The idea was to give the magazine away to the growing hordes of fans filling comedy clubs from coast to coast, making money through advertising dedicated to those very same fans. That was not my original idea. I was actually thinking much smaller. I was just going to start making phone calls to people in the business to confirm and get details on rumors I was hearing every night in the clubs and just kinda sorta become the comedy industry journalist. Eventually, with the entry of competition from bigger, more experienced publishers with deep pockets, I wound up reverting to my original plan in a last ditch effort to keep the enterprise afloat. And that’s how the original Comedy USA Newswire was born.
For those still around who remember that publication, it was low on style but long on original content. With the Newswire, I had created the “Variety” of comedy. It was unquestionably a “niche” but there was a dedicated community that seemed to enjoy it and get use out of it and I guess I could have kept on doing it had I not decided to focus on performing. At the time it was the wise decision that paid off almost immediately. No sooner did I stop reporting on everyone else’s business in comedy than I started to generate some of my own. I finished in the top five of the San Francisco comedy competition two years in a row, decided to move to The Bay Area and wound up with an afternoon drive FM talk radio gig just months after getting settled.
But I digress.
The focus here is the Comedy USA Newswire and it’s progeny: The Comedy USA Industry Guides.
As I scan the comedy landscape in 2015, I’ve made a few observations. Almost everyone has a podcast. There are several online publications dedicated to comedians and the comedy business. There are aggregator websites uniting podcasts into networks.

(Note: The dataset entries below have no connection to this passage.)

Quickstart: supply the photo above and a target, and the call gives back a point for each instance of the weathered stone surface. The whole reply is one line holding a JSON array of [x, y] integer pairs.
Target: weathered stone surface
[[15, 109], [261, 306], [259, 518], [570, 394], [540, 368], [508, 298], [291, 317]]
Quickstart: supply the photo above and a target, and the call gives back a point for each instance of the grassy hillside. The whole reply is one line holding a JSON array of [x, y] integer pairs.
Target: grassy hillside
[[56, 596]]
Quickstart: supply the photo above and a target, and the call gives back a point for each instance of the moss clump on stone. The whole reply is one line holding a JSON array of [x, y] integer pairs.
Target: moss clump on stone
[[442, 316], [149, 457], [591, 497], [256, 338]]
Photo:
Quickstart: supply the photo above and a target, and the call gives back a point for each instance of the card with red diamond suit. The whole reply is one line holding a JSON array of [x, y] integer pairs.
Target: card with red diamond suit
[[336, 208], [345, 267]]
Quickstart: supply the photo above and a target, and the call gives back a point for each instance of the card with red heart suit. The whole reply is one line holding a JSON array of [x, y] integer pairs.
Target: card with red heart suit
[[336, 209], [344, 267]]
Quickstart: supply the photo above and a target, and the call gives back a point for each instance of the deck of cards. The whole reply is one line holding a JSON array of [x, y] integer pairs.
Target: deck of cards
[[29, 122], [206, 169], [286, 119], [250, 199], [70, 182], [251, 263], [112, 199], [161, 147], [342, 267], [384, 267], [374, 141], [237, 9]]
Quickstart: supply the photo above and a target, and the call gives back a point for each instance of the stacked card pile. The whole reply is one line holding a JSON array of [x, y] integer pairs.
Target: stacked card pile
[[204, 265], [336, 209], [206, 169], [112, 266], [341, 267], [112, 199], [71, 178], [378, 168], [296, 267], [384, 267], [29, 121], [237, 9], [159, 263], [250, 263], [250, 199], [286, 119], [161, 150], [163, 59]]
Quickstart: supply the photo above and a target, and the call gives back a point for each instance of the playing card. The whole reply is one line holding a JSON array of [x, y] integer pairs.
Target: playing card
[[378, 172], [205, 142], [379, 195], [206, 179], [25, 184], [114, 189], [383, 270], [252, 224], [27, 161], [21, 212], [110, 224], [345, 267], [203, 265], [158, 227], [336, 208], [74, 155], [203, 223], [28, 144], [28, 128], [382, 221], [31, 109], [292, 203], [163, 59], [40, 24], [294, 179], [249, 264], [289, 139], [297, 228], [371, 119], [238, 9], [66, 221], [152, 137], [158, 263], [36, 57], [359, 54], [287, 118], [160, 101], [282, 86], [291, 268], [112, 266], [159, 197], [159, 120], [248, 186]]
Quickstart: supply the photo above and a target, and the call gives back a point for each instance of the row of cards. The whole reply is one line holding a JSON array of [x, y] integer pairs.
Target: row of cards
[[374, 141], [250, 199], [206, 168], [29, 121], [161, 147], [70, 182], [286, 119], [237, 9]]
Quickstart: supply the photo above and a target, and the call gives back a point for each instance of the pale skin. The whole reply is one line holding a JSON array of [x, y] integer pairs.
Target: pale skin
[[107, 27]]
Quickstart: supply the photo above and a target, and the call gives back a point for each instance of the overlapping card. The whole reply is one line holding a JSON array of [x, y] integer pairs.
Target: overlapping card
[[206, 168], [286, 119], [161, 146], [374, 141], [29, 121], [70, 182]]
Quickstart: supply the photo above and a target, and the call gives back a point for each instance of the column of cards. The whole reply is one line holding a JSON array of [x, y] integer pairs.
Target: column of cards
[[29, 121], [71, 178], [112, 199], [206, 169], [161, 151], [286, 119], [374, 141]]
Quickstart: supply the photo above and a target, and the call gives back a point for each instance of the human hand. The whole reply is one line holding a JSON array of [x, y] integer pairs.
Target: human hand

And there is a huge appetite for not only stand-up comedy but also for improv and sketch comedy, which admittedly I personally know very little about. What I don’t see as I scan comedy on the internet is the structure I created in the late 1980’s that united the clubs all across the country in one annual directory as it also did with comedians and comedy professionals from coast to coast and around the world.
And so as I approach April 1, 2015, I am setting out on a journey to either rebuild that infrastructure, culminating eventually with the launch of a new ComedyUSA for the 21st century. Or I will fail by researching the project to death, talking with people who’s opinions I value and documenting those discussions here.
I believe I just read in Wikipedia that it was a Chinese Philosopher named Lao-Tsu, who once said: “the longest journey starts with a single step.” And it was Jackie Gleason, a comedy giant who said: “And Away We Go!”